Carbon Pricing

Carbon Pricing

Early Experience and Future Prospects

Edited by John Quiggin, David Adamson and Daniel Quiggin

In 2012, Australia took the major step of introducing a carbon price, involving the creation of a system of emissions permits initially issued at a fixed price. Carbon Pricing brings together experts instrumental in the development, and operation, of Australia’s carbon policy who have played a significant role in the broader debate over climate change policy. Together they have achieved an in-depth analysis of Australia’s policy stance on pricing carbon and its implications for the wider economy.

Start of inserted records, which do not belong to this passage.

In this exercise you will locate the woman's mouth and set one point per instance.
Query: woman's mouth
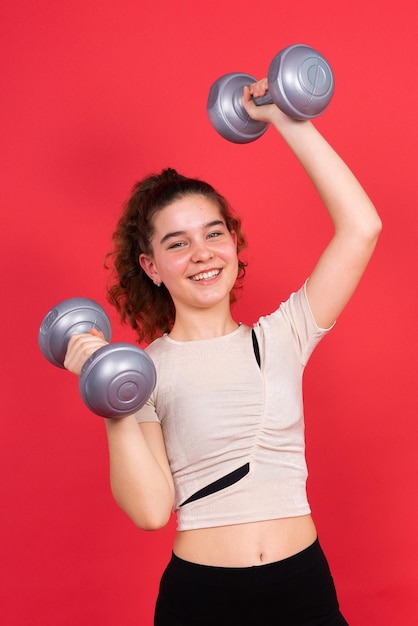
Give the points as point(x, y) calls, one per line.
point(205, 275)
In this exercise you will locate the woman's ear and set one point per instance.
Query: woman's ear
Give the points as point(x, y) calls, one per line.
point(146, 261)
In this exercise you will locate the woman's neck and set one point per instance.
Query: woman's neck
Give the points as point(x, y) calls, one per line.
point(194, 326)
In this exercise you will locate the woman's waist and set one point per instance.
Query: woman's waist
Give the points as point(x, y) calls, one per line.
point(246, 544)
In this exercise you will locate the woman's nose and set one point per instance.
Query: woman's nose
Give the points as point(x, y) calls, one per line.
point(201, 252)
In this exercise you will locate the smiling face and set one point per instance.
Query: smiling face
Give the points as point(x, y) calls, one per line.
point(193, 253)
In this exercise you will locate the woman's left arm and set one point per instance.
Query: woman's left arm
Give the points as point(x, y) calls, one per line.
point(356, 223)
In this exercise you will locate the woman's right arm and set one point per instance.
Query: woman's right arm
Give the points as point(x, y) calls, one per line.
point(140, 476)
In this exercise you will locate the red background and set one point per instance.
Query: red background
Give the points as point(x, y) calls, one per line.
point(93, 96)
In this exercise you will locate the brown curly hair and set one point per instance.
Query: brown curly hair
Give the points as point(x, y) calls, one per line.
point(147, 308)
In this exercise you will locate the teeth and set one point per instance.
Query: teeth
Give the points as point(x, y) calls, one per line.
point(206, 275)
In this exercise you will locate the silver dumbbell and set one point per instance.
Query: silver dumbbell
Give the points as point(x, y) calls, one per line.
point(300, 82)
point(118, 378)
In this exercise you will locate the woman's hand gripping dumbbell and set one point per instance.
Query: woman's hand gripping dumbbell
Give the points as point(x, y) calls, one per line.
point(300, 83)
point(116, 379)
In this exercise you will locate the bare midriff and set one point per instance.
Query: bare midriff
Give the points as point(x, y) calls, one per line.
point(245, 545)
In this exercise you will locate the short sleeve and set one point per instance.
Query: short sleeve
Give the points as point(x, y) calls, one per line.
point(148, 413)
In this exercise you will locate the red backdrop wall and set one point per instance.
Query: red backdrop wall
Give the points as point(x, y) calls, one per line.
point(95, 95)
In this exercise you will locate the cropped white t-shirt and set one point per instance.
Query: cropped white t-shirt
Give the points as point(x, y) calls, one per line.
point(222, 413)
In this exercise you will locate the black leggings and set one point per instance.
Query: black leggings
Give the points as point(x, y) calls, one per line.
point(297, 591)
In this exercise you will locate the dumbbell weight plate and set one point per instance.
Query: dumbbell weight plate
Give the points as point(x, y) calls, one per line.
point(75, 315)
point(301, 82)
point(117, 380)
point(226, 113)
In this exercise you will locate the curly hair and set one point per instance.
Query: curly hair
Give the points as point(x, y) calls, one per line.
point(147, 308)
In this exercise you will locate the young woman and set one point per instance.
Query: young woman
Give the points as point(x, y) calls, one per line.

Chapter 2: Carbon pricing in Australia: an early view from the inside

Daniel Besley, Christian Downie, Steven Kennedy and Simon Writer

Subjects: economics and finance, environmental economics, environment, climate change, environmental economics, environmental politics and policy, valuation, politics and public policy, environmental politics and policy


The period since the start of emissions trading in Australia on 1 July 2012 provides an early opportunity to reflect upon the implementation of the new emissions trading scheme and the policy and administrative considerations that have shaped its design. Australia's emissions trading scheme is the government's central policy for achieving Australia's bipartisan international commitment to reduce emissions by 5 percent by 2020 and the government's commitment to increase this, if international action strengthens. Many years of policy discussion, planning and wide-ranging consultation have contributed to the design of Australia's emissions trading scheme. Its development and implementation have been informed by a comprehensive economic modeling exercise, the use or adaptation of existing administrative infrastructure and systems, and extensive planning and coordination within government. With emissions trading commencing on 1 July 2012 and most of the scheme's administrative arrangements well established, the announcement on 28 August 2012 that the Australian scheme will link with the European Union's Emissions Trading System serves to reinforce its role. The announcement of the link with the European Union (EU) system, which covers 31 countries and is the largest and most mature emissions trading system in the world, having commenced in 2005, was well ahead of expectations and suggests that the Australian scheme's design has been well received internationally.